Estas palabras que pronuncio cuando nos encontramos en una intersección de los sueños, aquellas que siembran dudas en tu cabeza y hierba en tu corazón, esas palabras, decía, que se van por las rendijas del tiempo, que juguetean con los vaivenes de la madrugada, que tropiezan con los andenes descascarillados y huyen enredadas en los encajes de la noche, esas frases, mi niña, quieren acariciar tu cabello, besarte los enormes ojos que miran, que calculan, que sospechan y sopesan la veracidad de mis afirmaciones, palabras que desean, en últimas y para no dar tantas vueltas, felicitarte por arribar a los dieciocho años, territorio que queda a dos pasos del segundo piso, aquel que construye y edifica, que borra y redefine lo que los demás hicieron de ti y quien se transforma en el camino que conduce al lugar en el que aceptamos la costumbre del destino de llenarnos de verrugas, de meternos cáncer o diabetes en las ranuras de la sangre, de llenarnos de las ilusiones que abandonaremos cuando entreguemos el alma a Caronte…

Me asombra, por otro lado, que te hayas entregado tan rápido al imperio de la madurez, a sus manos que me llevan hasta ti y me regresan a los terrenos de la inexistencia como si fuera una entelequia más, una inquietud que rehúsa seguir tus pasos, multiplicarse en los días o en los quiebres del atardecer, así como me abruma que seas una jovencita que asumes las responsabilidades con cada sombra y cada filo, que seas bella y madura a pesar de las incertidumbres de la juventud y las certezas de la madurez, que avances sin que te importe tener un pie en la adolescencia y otro en la prudencia.
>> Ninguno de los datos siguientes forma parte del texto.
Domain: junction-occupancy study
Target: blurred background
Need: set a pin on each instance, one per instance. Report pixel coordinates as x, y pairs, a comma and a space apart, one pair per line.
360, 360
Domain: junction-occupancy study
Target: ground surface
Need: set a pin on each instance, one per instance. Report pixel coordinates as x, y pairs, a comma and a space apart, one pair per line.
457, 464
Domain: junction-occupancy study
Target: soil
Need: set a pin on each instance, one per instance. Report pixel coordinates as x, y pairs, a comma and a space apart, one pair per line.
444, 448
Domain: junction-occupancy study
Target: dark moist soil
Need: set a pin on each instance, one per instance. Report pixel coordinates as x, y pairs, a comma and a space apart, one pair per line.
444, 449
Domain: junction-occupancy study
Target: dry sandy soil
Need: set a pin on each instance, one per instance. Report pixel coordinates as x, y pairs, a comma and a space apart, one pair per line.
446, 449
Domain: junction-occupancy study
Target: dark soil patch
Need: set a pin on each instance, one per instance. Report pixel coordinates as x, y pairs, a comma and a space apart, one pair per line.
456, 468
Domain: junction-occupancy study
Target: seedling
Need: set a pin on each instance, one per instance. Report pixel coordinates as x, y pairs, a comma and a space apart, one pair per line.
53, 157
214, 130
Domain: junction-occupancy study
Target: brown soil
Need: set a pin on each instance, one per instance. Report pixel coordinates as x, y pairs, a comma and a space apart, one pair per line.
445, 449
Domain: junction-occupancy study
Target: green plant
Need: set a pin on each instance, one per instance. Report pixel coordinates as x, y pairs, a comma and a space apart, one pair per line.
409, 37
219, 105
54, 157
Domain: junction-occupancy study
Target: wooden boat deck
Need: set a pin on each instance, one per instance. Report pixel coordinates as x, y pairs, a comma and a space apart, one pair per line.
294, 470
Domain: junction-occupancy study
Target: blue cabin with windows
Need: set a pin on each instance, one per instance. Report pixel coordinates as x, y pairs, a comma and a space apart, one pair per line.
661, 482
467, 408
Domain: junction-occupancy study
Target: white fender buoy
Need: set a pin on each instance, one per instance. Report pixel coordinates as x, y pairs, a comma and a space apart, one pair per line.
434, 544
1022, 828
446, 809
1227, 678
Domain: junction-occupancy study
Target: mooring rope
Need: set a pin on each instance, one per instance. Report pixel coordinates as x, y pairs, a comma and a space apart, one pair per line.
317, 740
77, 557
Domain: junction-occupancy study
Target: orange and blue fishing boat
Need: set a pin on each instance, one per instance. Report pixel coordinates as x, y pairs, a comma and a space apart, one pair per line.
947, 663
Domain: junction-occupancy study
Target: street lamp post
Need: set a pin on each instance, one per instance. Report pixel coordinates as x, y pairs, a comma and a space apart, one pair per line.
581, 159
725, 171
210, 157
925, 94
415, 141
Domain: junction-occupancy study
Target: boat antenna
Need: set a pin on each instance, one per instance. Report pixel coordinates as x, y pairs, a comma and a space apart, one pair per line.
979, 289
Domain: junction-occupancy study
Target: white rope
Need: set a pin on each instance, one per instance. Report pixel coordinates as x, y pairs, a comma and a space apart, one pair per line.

Quizás sea eso lo que más me atrae de ti: ese ir y venir por las autopistas del tiempo y la edad, ese subir a las crestas de la belleza para que luego te hundas, instantáneamente, en los abismos de la sensatez, como si fueras cientos, miles de mujeres que pugnan y gritan, que se empujan y arañan bajo esa sonrisa pacífica, bajo esos ojos que iluminan todo cuanto ven, bajo esa piel blanca y tersa como la hoja en la que escribo estas palabras que empiezan a aburrirse de precipitarse por las cataratas de la lectura que acompañas con una ola carmesí que anega tus mejillas, dándome a entender, con ese breve e involuntario fenómeno, que estas frases que digo y repito entrañan tus secretos más vergonzosos…

¡¡Feliz Cumpleaños!!…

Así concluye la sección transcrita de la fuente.